C. Pilorget, T. Okada, V. Hamm, R. Brunetto, T. Yada, D. Loizeau, L. Riu, T. Usui, A. Moussi-Soffys, K. Hatakeda, A. Nakato, K. Yogata, M. Abe, A. Aléon-Toppani, J. Carter, M. Chaigneau, B. Crane, B. Gondet, K. Kumagai, Y. Langevin, C. Lantz, T. Le Pivert-Jolivet, G. Lequertier, L. Lourit, A. Miyazaki, M. Nishimura, F. Poulet, M. Arakawa, N. Hirata, K. Kitazato, S. Nakazawa, N. Namiki, T. Saiki, S. Sugita, S. Tachibana, S. Tanaka, M. Yoshikawa, Y. Tsuda, S. Watanabe & J.-P. Bibring

Nature Astronomy (2021), Published: 20 December 2021


“The characterization of objects that have best preserved the mineralogical and molecular phases formed in the earliest stages of the Solar System evolution is key to understanding the processes that led to the formation of the planets in their diversity. The Hayabusa2 mission of the Japan Aerospace Exploration Agency has returned for the first time samples collected at the surface of a C-type asteroid, Ryugu1,2. They are now preserved at the Extraterrestrial Samples Curation Center of the Japan Aerospace Exploration Agency at the Institute of Space and Astronautical Science in Sagamihara, Japan, where they are submitted to a first round of purely non-destructive analyses. The MicrOmega hyperspectral microscope developed at the Institut d’Astrophysique Spatiale (Orsay, France), which operates in the near-infrared range (0.99–3.65 µm), is performing their mineralogical and molecular characterization down to the scale of a few tens of micrometres.
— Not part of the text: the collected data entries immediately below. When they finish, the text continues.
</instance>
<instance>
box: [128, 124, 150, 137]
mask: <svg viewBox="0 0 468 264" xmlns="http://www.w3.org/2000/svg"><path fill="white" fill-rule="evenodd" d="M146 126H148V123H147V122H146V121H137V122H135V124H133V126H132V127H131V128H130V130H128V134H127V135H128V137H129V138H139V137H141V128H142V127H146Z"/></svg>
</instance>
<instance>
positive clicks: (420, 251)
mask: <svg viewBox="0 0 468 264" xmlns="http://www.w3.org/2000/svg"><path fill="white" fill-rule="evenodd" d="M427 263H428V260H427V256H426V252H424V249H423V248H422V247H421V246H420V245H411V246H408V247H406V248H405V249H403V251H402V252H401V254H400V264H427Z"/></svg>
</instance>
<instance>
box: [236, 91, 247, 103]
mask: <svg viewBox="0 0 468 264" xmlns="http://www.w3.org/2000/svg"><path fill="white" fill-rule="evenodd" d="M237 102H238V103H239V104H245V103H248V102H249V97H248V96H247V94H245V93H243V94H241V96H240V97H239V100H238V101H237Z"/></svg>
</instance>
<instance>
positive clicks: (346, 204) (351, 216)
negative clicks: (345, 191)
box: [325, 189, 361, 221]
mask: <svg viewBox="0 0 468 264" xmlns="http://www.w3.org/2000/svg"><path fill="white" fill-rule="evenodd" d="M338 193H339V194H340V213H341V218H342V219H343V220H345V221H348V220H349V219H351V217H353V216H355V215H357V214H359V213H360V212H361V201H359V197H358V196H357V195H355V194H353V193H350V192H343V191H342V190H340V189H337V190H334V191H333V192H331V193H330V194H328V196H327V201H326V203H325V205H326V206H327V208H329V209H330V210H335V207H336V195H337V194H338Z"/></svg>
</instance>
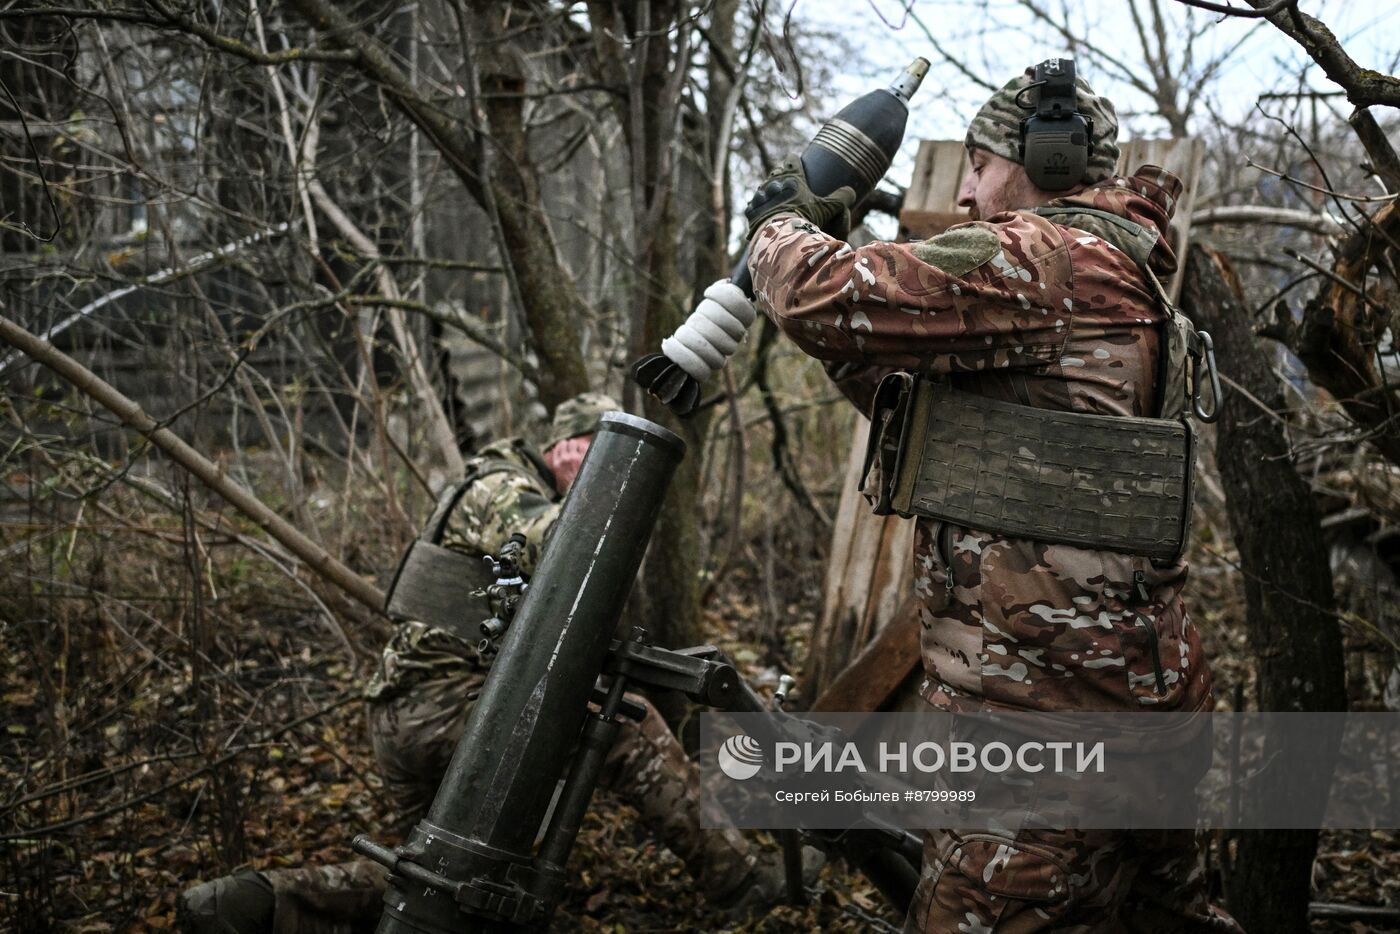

Strong features at 2.7 µm (indicating their OH-rich content) and at 3.4 µm (diagnostic of the presence of organics) dominate at a global scale, but key distinctive signatures have been identified at a submillimetre scale. In particular, carbonates (a fraction of them enriched in iron) as well as NH-rich compounds have been detected. The occurrence of volatile-rich species, likely originating from the outer Solar System, would support Ryugu having preserved both pristine material and altered phases, which are now available for refined laboratory analyses with the potential to draw new insights into the formation and evolution paths of planetary bodies in our Solar System.”